When the client performs VR electronic document interaction, according to text associated data associated with maintenance interaction, the associated article chapters are extracted from the file management server for information display, and meanwhile related article contents can be directly browsed.
Therefore, the invention solves the problem of low efficiency of searching by manpower when the interactive electronic manual stores a large amount of data files. And automatically completing the text information extraction of the article through a machine learning algorithm. The shortcomings of a single algorithm are remedied by a plurality of different algorithms.
Corresponding to the above method embodiment, the embodiment of the present invention further provides an electronic device, and an electronic device described below and an electronic manual processing method described above may be referred to correspondingly.
Referring to fig. 4, the electronic device includes:
a memory 332 for storing a computer program;
A processor 322 for implementing the steps of the electronic manual processing method of the above-described method embodiment when executing the computer program.
Specifically, referring to fig. 5, fig. 5 is a schematic diagram of a specific structure of an electronic device according to the present embodiment, where the electronic device may have a relatively large difference due to different configurations or performances, and may include one or more processors (central processing units, CPU) (e.g., one or more processors) and a memory 332, where the memory 332 stores one or more computer programs 342 or data 344. Wherein the memory 332 may be transient storage or persistent storage. The program stored in memory 332 may include one or more modules (not shown), each of which may include a series of instruction operations in the data processing apparatus. Still further, the processor 322 may be configured to communicate with the memory 332 and execute a series of instruction operations in the memory 332 on the electronic device 301.
The electronic device 301 may also include one or more power supplies 326, one or more wired or wireless network interfaces 350, one or more input/output interfaces 358, and/or one or more operating systems 341.

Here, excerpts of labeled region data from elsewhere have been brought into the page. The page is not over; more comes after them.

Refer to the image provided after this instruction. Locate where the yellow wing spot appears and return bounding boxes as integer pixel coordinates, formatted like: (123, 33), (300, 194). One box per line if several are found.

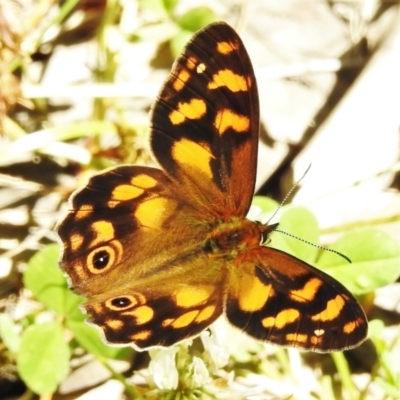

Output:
(135, 197), (176, 229)
(75, 204), (93, 219)
(172, 139), (214, 179)
(217, 42), (239, 55)
(171, 310), (199, 329)
(70, 233), (85, 251)
(262, 308), (300, 329)
(175, 286), (213, 307)
(161, 318), (174, 328)
(310, 336), (322, 346)
(90, 220), (115, 246)
(311, 294), (346, 321)
(124, 306), (154, 325)
(343, 318), (363, 334)
(196, 63), (207, 74)
(238, 276), (274, 312)
(286, 333), (308, 343)
(289, 278), (324, 303)
(172, 69), (190, 92)
(131, 174), (157, 189)
(169, 99), (207, 125)
(107, 185), (144, 208)
(74, 262), (88, 280)
(195, 306), (215, 323)
(129, 331), (152, 342)
(106, 318), (124, 331)
(186, 57), (199, 69)
(214, 108), (250, 135)
(207, 69), (251, 92)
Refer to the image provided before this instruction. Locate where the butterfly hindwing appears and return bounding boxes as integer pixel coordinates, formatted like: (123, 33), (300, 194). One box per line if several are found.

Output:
(225, 247), (367, 352)
(82, 254), (225, 350)
(151, 23), (259, 218)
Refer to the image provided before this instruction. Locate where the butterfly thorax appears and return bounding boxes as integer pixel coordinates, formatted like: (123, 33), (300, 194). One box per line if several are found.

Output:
(202, 217), (264, 258)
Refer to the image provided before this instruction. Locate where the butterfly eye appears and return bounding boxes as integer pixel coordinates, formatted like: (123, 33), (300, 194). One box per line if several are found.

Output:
(87, 240), (122, 274)
(106, 296), (137, 311)
(111, 297), (131, 308)
(93, 250), (110, 269)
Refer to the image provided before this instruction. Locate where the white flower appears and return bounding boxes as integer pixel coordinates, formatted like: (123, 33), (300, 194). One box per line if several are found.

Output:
(148, 347), (179, 390)
(192, 356), (210, 388)
(200, 318), (230, 372)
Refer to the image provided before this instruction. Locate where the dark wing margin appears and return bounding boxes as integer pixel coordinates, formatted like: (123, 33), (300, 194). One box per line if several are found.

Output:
(151, 22), (259, 218)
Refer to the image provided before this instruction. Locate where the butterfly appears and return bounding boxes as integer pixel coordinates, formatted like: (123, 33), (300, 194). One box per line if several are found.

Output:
(58, 22), (368, 352)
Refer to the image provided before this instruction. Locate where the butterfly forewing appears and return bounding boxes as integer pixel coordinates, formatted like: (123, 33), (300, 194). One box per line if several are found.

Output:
(58, 165), (206, 296)
(151, 23), (259, 219)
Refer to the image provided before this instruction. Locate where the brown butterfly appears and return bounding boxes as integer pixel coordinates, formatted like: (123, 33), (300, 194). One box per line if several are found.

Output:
(58, 22), (367, 352)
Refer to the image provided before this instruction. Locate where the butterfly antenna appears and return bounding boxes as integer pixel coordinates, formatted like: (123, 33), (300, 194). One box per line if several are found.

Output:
(274, 229), (351, 264)
(267, 164), (311, 224)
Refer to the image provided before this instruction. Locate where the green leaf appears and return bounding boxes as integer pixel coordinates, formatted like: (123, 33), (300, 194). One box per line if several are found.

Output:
(318, 228), (400, 295)
(17, 322), (70, 395)
(270, 207), (319, 264)
(67, 321), (132, 359)
(176, 6), (218, 34)
(23, 244), (82, 316)
(170, 30), (193, 58)
(162, 0), (179, 14)
(0, 314), (21, 354)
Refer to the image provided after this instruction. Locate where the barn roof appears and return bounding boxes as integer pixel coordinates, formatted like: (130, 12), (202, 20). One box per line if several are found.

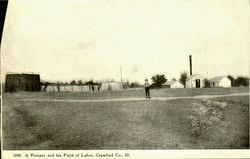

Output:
(211, 76), (227, 82)
(186, 74), (205, 80)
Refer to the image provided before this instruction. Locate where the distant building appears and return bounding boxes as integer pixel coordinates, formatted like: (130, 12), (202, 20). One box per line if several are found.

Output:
(4, 74), (41, 92)
(101, 82), (123, 90)
(186, 74), (205, 88)
(162, 80), (184, 88)
(210, 76), (232, 87)
(42, 84), (94, 92)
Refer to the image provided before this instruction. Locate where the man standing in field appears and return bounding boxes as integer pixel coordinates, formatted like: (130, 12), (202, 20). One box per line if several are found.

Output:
(144, 79), (150, 99)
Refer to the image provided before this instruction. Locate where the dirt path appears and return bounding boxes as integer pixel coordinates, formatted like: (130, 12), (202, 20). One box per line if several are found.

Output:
(5, 92), (249, 103)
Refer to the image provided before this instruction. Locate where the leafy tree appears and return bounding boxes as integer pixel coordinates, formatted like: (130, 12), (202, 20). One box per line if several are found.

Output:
(122, 81), (129, 89)
(77, 80), (83, 84)
(227, 75), (235, 87)
(130, 82), (140, 88)
(151, 74), (167, 88)
(85, 80), (94, 85)
(235, 76), (249, 86)
(180, 71), (187, 87)
(70, 80), (76, 84)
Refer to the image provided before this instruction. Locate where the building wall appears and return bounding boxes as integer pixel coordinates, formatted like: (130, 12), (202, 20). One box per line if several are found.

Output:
(101, 82), (123, 90)
(170, 82), (184, 88)
(219, 77), (232, 87)
(4, 74), (41, 92)
(186, 78), (205, 88)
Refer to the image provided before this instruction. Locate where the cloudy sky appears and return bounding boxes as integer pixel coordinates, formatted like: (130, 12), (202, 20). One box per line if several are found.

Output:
(1, 0), (250, 82)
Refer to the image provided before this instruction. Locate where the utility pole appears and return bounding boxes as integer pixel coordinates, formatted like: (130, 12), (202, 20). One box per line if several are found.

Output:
(120, 66), (122, 83)
(189, 55), (192, 76)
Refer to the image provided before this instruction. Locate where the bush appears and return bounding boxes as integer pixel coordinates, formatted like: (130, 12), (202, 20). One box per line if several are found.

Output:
(188, 100), (231, 140)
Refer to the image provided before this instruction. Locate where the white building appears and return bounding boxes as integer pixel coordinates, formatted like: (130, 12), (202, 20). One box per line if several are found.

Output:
(186, 74), (205, 88)
(210, 76), (232, 87)
(101, 82), (123, 90)
(162, 80), (184, 88)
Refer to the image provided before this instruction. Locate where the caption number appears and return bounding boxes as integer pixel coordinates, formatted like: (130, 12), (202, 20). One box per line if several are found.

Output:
(13, 153), (22, 157)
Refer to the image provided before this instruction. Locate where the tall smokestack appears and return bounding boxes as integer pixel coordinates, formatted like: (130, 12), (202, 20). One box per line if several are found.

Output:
(189, 55), (192, 76)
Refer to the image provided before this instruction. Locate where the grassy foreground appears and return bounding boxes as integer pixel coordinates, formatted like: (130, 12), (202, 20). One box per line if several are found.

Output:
(3, 90), (249, 150)
(3, 87), (249, 99)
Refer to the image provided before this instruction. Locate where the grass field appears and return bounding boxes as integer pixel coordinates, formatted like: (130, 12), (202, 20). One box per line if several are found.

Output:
(3, 87), (249, 149)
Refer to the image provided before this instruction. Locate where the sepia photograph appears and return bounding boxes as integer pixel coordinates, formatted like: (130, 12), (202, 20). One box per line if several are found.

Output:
(1, 0), (250, 152)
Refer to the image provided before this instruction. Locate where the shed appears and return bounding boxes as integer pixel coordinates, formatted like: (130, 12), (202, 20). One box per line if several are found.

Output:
(4, 74), (41, 92)
(210, 76), (232, 87)
(162, 80), (184, 88)
(186, 74), (205, 88)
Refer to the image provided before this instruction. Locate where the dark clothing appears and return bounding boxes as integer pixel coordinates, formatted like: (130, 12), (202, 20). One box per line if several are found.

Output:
(145, 87), (150, 97)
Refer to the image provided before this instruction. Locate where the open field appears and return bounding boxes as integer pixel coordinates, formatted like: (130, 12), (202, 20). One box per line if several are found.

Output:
(3, 87), (249, 149)
(3, 87), (249, 99)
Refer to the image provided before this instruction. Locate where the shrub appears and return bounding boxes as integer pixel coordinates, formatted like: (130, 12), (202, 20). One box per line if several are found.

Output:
(188, 100), (231, 140)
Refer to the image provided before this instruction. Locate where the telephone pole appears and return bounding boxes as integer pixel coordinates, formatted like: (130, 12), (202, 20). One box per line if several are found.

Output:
(120, 66), (122, 83)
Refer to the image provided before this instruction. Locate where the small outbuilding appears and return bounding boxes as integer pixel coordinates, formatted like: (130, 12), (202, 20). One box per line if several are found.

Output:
(101, 82), (123, 91)
(162, 80), (184, 88)
(210, 76), (232, 87)
(186, 74), (205, 88)
(4, 74), (41, 92)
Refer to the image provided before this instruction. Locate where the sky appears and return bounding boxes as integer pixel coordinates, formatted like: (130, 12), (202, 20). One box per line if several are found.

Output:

The steps in the electronic manual processing method described above may be implemented by the structure of the electronic device.
Corresponding to the above method embodiments, the embodiments of the present invention further provide a readable storage medium, where a readable storage medium described below and an electronic manual processing method described above may be referred to correspondingly.
A readable storage medium having stored thereon a computer program which, when executed by a processor, implements the steps of the electronic manual processing method of the above method embodiment.
The readable storage medium may be a usb disk, a removable hard disk, a Read-Only Memory (ROM), a random access Memory (Random Access Memory, RAM), a magnetic disk, or an optical disk, which may store various program codes.
In this specification, each embodiment is described in a progressive manner, and each embodiment is mainly described in a different point from other embodiments, so that the same or similar parts between the embodiments are referred to each other. For the system disclosed in the embodiment, since it corresponds to the method disclosed in the embodiment, the description is relatively simple, and the relevant points refer to the description of the method section.